Migrant workers from the state of Bihar, wearing masks, wait for a train at Lokmanya Tilak station in Mumbai, India [File: Rafiq Maqbool]

Maharashtra has been at the center of the recent record spike in new infections in the country. India on Friday recorded another high of 217,353 new cases in the past 24 hours, pushing its total since the start of the coronavirus pandemic to more than 14.2 million. The Ministry of Health and Family Welfare also reported 1,185 deaths in the past 24 hours, bringing the death toll to 174,308.

The rush for migrant workers was not as desperate as it was last year, when Indian Railways suspended all passenger train services in a severe and sudden scale lockdown national. This forced tens of thousands of working poor people to walk or drive trucks and buses in the intense heat as they tried to return home.

Additionally, New Delhi, northern states like Punjab and Haryana, and western Rajasthan state have yet to see a large-scale movement of migrant workers because it is harvest season. Large farms hired laborers to harvest wheat and other crops and prepare to sow new crops.

Mohammad Aslam, 24, is a tailor in Mumbai, but said he was inactive for 18 days. He was queuing to board a train with relatives and others heading to the town of Muzaffarpur in eastern Bihar state.

“My extended family has a farm there and I can make money working there,” he said.

Shiva Sanjeev, 27, desperately wanted to get on a train because his 70-year-old grandfather is seriously ill in Gorakhpur, Uttar Pradesh state.

“I get frantic calls from my parents and other family members to return to my hometown,” he said.

After orders to stay at home on weekends in New Delhi were announced on Thursday, several migrant workers said they feared a lockdown was not far away.
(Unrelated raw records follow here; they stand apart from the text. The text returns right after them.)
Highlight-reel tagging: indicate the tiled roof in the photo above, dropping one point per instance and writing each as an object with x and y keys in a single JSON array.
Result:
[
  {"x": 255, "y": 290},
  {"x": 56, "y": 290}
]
A large crowd of migrant workers waited outside the capital’s Anand Vihar train station on Friday, with authorities only allowing confirmed ticket holders to enter the platform.

Sonu Sharma, a carpenter who works on construction sites, was waiting to board a train to his hometown, Begu Sarai, in the eastern state of Bihar.

“My work will stop on Saturday. I don’t want to be stuck here without a job if there is a lockdown, ”Sharma said.

He was in the Indian capital in March 2020 when Prime Minister Narendra Modi declared a strict nationwide lockdown. For three months, he did not leave his house, living on his savings.

“But this time around, I have no more savings,” he said. “In case there is a lockdown, I will have nothing left.”

Azad, a construction worker who uses only one name, said after last year’s lockdown declaration he was unable to find transportation to return to his village in the Bihar State.

“It took me five days to walk home. It was horrible, ”Azad said, adding that it was safer to get home before things got worse.